Here is to a book that did not exist a week ago - 'How to understand an oil contract'
This week, Open Oil project performed a marvelous stunt - the “Oil Contracts Booksprint”. Johnny West, Zara Rahman and their supporters gathered oil contract experts from across the globe at Schloss Neuhausen to achieve something that has never done before - create a book that explains how to understand an oil contract. Not only did such a book not exist, they also published it under a Creative Commons license. And because that is not enough of a challenge, they did it all in one week.

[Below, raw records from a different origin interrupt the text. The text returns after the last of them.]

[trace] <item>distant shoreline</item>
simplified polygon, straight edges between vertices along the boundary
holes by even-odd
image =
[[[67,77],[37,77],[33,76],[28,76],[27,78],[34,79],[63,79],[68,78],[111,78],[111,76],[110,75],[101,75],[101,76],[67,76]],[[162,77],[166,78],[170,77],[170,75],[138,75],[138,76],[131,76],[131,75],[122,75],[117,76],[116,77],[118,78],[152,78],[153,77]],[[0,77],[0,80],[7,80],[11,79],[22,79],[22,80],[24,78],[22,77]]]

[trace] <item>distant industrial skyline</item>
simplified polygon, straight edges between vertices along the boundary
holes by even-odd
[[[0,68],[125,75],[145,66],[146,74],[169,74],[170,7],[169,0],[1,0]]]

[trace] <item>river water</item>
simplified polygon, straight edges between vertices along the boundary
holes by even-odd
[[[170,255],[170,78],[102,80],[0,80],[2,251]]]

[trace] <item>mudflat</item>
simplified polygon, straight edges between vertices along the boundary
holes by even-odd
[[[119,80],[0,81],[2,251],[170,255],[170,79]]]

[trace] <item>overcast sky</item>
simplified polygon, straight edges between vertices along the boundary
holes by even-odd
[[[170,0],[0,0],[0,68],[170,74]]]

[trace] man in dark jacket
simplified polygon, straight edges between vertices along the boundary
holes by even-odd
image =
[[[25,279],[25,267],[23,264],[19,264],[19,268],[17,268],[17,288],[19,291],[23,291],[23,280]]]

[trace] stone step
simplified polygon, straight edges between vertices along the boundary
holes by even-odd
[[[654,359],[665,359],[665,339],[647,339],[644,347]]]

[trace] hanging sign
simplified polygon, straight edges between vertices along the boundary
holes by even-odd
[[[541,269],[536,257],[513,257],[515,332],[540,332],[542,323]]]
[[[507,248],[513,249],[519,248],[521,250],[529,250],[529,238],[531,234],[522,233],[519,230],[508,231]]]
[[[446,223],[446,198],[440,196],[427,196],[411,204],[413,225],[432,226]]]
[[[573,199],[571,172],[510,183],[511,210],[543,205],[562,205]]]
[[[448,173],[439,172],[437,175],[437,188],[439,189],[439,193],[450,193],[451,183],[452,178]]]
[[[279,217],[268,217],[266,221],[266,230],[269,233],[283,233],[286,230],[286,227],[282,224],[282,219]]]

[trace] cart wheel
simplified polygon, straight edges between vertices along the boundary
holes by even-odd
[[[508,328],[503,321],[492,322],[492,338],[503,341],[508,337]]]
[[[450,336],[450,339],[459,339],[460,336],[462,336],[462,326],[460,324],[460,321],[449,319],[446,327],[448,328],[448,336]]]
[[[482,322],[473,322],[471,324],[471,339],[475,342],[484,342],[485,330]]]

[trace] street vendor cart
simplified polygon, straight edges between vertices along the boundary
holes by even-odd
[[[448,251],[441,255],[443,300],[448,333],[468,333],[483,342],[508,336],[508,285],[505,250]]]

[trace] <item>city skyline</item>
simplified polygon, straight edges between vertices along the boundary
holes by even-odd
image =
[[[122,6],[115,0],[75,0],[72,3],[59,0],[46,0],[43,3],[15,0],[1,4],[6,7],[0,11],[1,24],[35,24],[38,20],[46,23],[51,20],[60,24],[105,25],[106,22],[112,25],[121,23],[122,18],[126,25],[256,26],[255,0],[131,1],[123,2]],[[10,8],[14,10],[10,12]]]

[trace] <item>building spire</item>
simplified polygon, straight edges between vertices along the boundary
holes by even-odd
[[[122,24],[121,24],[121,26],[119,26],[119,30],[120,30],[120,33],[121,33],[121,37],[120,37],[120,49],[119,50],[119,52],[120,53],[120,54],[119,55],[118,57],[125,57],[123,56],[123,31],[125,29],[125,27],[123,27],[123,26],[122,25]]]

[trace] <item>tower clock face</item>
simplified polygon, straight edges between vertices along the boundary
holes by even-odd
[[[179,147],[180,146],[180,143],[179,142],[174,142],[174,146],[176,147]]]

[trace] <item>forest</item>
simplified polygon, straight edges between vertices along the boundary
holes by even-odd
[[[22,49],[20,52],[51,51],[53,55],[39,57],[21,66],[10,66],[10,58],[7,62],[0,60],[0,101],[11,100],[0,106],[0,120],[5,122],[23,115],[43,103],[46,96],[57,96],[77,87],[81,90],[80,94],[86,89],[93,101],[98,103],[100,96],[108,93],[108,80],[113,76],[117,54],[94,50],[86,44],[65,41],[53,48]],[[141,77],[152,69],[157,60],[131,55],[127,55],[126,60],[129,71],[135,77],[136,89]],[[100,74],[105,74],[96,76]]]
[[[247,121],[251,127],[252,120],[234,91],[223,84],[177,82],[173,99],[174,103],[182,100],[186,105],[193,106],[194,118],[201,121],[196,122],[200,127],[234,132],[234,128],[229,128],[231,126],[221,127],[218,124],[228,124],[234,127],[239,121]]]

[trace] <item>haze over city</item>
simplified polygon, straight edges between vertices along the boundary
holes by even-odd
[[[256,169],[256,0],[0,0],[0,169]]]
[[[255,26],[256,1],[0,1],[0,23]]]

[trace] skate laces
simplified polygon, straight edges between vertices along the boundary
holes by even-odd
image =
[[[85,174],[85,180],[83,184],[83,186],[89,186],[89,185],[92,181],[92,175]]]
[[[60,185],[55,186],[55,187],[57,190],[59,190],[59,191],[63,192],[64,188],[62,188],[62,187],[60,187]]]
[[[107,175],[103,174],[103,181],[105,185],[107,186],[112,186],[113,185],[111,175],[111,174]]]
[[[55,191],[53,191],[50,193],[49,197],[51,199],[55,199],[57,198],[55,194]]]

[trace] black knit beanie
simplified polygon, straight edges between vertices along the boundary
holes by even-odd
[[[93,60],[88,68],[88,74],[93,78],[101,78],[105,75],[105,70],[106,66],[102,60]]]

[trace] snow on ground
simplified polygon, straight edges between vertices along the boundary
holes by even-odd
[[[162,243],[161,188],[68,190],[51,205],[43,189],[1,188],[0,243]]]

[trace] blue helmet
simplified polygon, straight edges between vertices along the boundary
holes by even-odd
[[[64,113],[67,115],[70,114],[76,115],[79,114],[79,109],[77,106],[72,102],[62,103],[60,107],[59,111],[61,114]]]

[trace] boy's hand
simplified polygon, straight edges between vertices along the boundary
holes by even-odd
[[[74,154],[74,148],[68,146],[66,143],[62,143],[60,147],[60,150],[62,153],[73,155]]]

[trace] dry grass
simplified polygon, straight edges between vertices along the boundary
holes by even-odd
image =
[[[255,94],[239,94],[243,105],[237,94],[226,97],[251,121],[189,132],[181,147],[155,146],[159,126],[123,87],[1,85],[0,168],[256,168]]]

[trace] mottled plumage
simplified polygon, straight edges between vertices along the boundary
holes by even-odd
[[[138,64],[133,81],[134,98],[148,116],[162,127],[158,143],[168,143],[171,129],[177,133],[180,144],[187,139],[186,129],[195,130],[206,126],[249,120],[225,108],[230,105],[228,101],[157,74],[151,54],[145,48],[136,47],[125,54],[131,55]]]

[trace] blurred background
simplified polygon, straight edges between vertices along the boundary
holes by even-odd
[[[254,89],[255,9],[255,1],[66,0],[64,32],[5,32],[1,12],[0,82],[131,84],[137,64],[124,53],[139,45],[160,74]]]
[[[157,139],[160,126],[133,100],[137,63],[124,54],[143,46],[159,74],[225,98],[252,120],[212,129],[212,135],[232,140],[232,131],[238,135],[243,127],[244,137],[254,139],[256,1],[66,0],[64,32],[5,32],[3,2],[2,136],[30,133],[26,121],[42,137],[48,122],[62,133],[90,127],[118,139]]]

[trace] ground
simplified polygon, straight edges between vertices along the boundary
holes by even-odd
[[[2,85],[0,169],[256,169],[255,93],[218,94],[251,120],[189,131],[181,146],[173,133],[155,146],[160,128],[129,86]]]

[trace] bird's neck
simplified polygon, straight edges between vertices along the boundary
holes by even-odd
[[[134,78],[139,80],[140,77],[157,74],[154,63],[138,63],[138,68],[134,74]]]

Oil contracts determine the share of the oil revenue that the country who owns the oil, the international oil companies and others receive. From the book: “It is petroleum contracts that express how [the] money is split and who makes what profits, just as it is the contracts that determine who manages operations and how issues such as the environment, local economic development, and community rights are dealt with. The share price of ExxonMobil, the question of who carries responsibility for Deepwater Horizon, whether Uganda will be able to stop importing petrol, and how much it costs to heat and light homes in millions of homes these are issues which depend directly on clauses in the contracts signed between the governments of the world and the oil companies. For most of the 150 years of oil production, these contracts have remained hidden, nested in a broader secrecy that surrounded all aspects of the industry. Governments claimed national security prerogatives, companies said commercial sensitivity precluded making them available.”
People who have attended an Open Source develoment sprint may notice that the desk in the picture pretty much looks like at one of them. A book sprint applies techniques and tools developed in the Open Source world to authoring. Gather the relevant people, get them to a remote location with little distraction, and then allow them to focus on producing something they are passionate about. As in software, the results are impressive. Collaborative editing tools are used to coordinate between authors, editors and illustrators, similar to version control. It is also noteworthy that of the different expert that attended the sprint, all attended on a pro-bono basis or as part of their day job.
The “How to understand an oil contract” book is a good read even for people who are only casually interested in the politics of oil. How the book was produced serves as a great example of the Open Source way adopted by other, less technology related sectors. And if the book contributes to making oil contracts better understood and more comparable, the world has just become a better place.